Even the kindest individuals who wouldn’t think of name-calling other people continue to call themselves names. But if you view yourself as less than others, putting yourself down may not feel like as big a deal as putting down others.

 

  • Thinking errors

 

Can sound like: “I should be able to do this by now. I’m just dumb.”

 

In Cognitive Behavioral Therapy (CBT), thinking errors are known as cognitive distortions. Cognitive distortions can lead to negative mindsets that result in negative self-talk. Some cognitive distortions that lead to negative self-talk can include filtering, should statements, and labeling. 

 

 

How do people develop negative self-talk?

 

Abusive self-talk usually develops in childhood. When we’re children, we tend to internalize things. When we experience something negative, we can attach a negative belief about ourselves to the experience. Then, we often carry that belief with us well into adulthood.  

 

For example, we could have the experience of giving a class presentation in elementary school and hearing chuckles from our peers. We may think to ourselves, “They’re laughing at me because I sound dumb.” In adulthood, we fear speaking up in meetings because we tell ourselves that we sound dumb. We can then get on a vicious cycle of berating ourselves. When we have abusive self-talk, we end up needlessly tearing ourselves down.

 

Why do we engage in negative self-talk?

 

  • Mental Health Issues. One of the main factors to consider in negative self-talk is that of mental health.
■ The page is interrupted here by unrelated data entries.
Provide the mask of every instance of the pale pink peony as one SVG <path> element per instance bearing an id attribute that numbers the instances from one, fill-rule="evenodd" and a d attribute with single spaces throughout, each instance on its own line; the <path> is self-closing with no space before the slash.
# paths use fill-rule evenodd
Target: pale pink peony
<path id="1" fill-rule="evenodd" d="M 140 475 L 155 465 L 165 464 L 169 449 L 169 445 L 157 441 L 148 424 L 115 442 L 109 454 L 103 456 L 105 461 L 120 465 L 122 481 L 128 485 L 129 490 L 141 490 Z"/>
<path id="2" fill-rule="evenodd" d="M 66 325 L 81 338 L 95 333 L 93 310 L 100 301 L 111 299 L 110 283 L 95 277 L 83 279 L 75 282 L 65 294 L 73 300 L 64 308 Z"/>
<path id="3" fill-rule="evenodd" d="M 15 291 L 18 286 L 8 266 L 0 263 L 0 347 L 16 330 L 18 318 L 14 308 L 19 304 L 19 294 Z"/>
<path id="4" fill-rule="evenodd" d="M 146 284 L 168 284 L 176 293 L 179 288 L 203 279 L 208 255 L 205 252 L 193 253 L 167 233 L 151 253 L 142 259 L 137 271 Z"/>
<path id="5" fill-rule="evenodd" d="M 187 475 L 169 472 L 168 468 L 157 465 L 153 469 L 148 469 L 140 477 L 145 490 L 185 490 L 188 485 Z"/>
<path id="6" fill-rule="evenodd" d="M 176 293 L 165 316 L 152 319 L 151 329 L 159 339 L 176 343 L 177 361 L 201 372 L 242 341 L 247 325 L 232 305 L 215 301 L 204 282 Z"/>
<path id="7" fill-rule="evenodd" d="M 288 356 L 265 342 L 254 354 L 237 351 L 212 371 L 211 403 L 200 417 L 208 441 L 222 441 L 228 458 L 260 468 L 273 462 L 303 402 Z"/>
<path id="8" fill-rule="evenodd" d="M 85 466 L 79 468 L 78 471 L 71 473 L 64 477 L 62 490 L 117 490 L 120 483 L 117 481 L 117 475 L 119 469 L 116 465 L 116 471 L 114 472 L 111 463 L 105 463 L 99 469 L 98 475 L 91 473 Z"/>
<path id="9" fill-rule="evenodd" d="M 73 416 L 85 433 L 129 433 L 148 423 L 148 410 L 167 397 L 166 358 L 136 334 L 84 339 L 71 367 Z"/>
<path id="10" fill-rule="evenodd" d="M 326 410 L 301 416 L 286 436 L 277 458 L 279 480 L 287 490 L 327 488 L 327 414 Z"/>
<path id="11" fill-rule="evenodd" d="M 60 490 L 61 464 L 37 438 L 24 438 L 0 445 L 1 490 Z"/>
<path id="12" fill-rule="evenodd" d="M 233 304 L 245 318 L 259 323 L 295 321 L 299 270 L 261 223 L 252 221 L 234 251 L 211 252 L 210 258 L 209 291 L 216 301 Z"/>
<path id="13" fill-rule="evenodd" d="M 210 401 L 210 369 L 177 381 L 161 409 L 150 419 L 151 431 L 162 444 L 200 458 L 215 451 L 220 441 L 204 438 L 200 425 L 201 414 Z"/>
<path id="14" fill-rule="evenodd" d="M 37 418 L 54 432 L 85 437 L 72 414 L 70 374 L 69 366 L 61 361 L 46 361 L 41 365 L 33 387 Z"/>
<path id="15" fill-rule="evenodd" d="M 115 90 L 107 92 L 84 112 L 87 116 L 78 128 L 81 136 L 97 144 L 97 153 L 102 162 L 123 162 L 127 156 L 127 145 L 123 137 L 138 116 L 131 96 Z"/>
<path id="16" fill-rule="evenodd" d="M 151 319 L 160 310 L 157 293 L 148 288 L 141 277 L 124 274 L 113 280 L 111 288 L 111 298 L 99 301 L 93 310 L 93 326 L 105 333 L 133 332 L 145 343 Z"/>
Certain mental health conditions, such as anxiety and depression, correlate with negative self-talk.

 

  • Past experience. Individuals who grew up with parents or other caretakers who were critical, judgmental, neglectful, or emotionally abusive can internalize negative messages about themselves that persist throughout adulthood. Past relationships with partners or friends could also have a similar impact.

 

  • Perfectionism: To perfectionists, the smallest of mistakes can feel devastating. Those who struggle with perfectionism tend to have a pretty harsh inner critic.

 

 

Ways to begin addressing negative self-talk

 

  • Begin by keeping to keep track of your thoughts. If you aren’t aware of them, you can’t challenge them. You can keep a log of words and phrases you use to attack or disparage yourself and see if you notice a trend. Do certain words come up more than others? Does your negative self-talk increase in certain situations, e.g., when looking in the mirror, scrolling social media, visiting your parents?

 

  • Start challenging these thoughts. 

 

This can sound like: 

 

Am I really an idiot because I forgot to send the attachment with that email? My colleague forgot an attachment last week, and they’re more than competent. 

 

Or, “Am I really a failure as a parent because of my relationship problems? I’m working on my part in the relationship and trying my best.

 

  • Do some inner child work. Whatever it is you’re telling yourself, picture saying to the 10-year-old version of you. Chances are, you’ll realize the child does not deserve such harsh judgment and criticism. And you just may have been saying the same things to yourself since you were that age.

 

  • Develop a habit of noticing when others engage in negative self-talk, and gently call it out. If you hear your friend using self-deprecating humor, you can gently say to them, “Hey, don’t talk about my friend that way.” 

 

  • Practice Self-Compassion

 

Self-compassion is the fundamental opposite of self-criticism. According to Dr. Kristin Neff, “With self-compassion, we give ourselves the same kindness and care we’d give to a good friend.” 

 

For someone who commonly experiences negative self-talk, self-compassion involves a drastic change of perspective. So, it takes practice. Instead of beating ourselves up with negative self-talk, self-compassion involves embracing ourselves with care and kindness while remembering that imperfection is human.

 

Furthermore, for folks who engage in abusive self-talk and have a history of trauma or adverse life experiences, I recommend Eye Movement Desensitization and Reprocessing (EMDR).  EMDR can help to process the events that have led to the negative cognitions that fuel the cycle of abusive self-talk. 

 

 

What’s next

 

Challenging and changing negative self-talk is essential for overall mental health. Knowing the origin and nature of negative self-talk can be quite helpful. When you begin to understand your inner critic, you can begin to challenge it. As with any engrained thought or behavioral pattern, it will take time, effort, and patience to overcome negative self-talk. Finding a compassionate therapist who provides CBT or EMDR can help. 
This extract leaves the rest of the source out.